One of the key strategies in ACT is to see the thought for what it is – a thought, not the God’s truth. Harris says that one way to keep the thought from being fused into our own “reality,” is to use the term “I’m having the thought that. . . ” Rather than, “every time I have an important project my computer crashes or slows down and I end up spending six hours in tech support hell,” I should say, “I’m having the thought that every time I have an important project my computer crashes or slows down and I end up spending six hours in tech support hell.”  Oddly enough, this works to some extent. This helps separate you from the thought itself. This is called defusion. In a state of Defusion:

  • Thoughts are merely sounds, words, stories or bits of language
  • Thoughts may or may not be true
  • Thoughts may or may not be important (I really thought I blew something once when I embarrassed a client by saying something really dumb in the a news report, but when I called them later, they brushed it aside – wasn’t even an issue in their mind yet for several days before I could reach them, I’d made it out to be a significant and important problem)
  • Thoughts are definitely not orders (you still have the human choice whether to act on them)
  • Thoughts may or may not be wise (you’re probably giving yourself more credit for thinking your so smart than you should)
  • Thoughts are never threats (as they say in academia, ‘more research is necessary.’)
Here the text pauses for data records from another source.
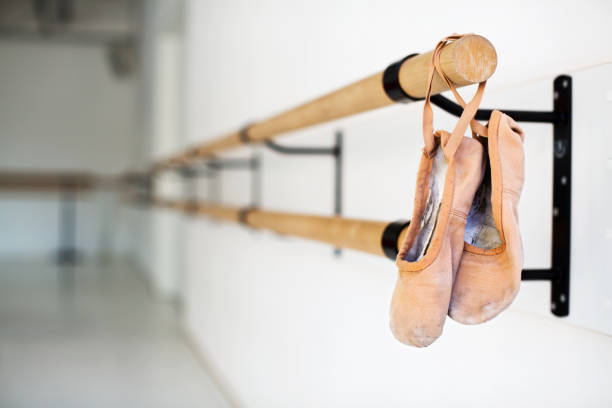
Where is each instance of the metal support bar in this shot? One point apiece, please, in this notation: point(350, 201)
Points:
point(561, 119)
point(67, 253)
point(484, 114)
point(562, 197)
point(210, 168)
point(336, 151)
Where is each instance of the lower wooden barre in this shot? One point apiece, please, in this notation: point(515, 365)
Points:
point(360, 235)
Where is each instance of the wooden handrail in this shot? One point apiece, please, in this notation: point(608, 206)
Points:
point(469, 60)
point(360, 235)
point(46, 181)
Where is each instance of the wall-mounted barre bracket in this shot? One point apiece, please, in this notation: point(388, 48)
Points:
point(335, 151)
point(210, 168)
point(561, 119)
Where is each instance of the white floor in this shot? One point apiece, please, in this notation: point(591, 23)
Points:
point(92, 337)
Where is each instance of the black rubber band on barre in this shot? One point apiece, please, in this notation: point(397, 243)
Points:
point(243, 213)
point(390, 236)
point(244, 134)
point(391, 84)
point(191, 207)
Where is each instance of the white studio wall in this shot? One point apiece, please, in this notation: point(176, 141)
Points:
point(282, 321)
point(77, 117)
point(160, 247)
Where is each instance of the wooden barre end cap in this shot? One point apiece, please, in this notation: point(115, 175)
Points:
point(469, 60)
When I’m having difficult thoughts, a surprising strategy (and the point of the whole book) is to focus more on the present – the reality that is around you today. Whenever the weather is good enough I try to get my dog out for a walk in the morning. When I look at the Front Range of the Rocky Mountains I see a view that I’ve seen since I was a little boy growing up in Golden, Colorado. This was in the age before the Internet, email and social media, and the best video game we had was Pong, so, we had a lot of free time on our hands as kids. I used to study the mountains intensely, noticing every small detail, the rocks, the trees, where the roads cut into them and what lights were on which houses at night (I used to live closer to the mountains than what you see in the photo).

I noticed the other day when I was on deadline for several projects and had been experiencing tech support issues seemingly without end for weeks, that when I looked up at the mountains during the walk, and I focused on noticing the details of my surroundings, several things happened: First, I could transport myself back in time a bit, remembering a simpler time in my life, remember playing as a kid near the foothills and around my home, and also remembering that I’ve had hard times in the past yet here I am and everything still somehow worked out. I noticed the park where my kids play in the summer. I noticed the water in the lake which reminded me of how much I enjoy the ocean, and so forth. I returned from my walk feeling even more refreshed and with new perspectives on how to tackle the issues of the day.

Remember, thoughts are just that, thoughts. While you can’t “unthink,” something, you can change your thinking and thus change your reality by focusing on the present. Tomorrow, we’ll address the times when the thought actually is a reality and is a major problem.

Harris, RussThe Happiness Trap: How to Stop Struggling and Start Living. Boston: Trumpeter, 2008. Print.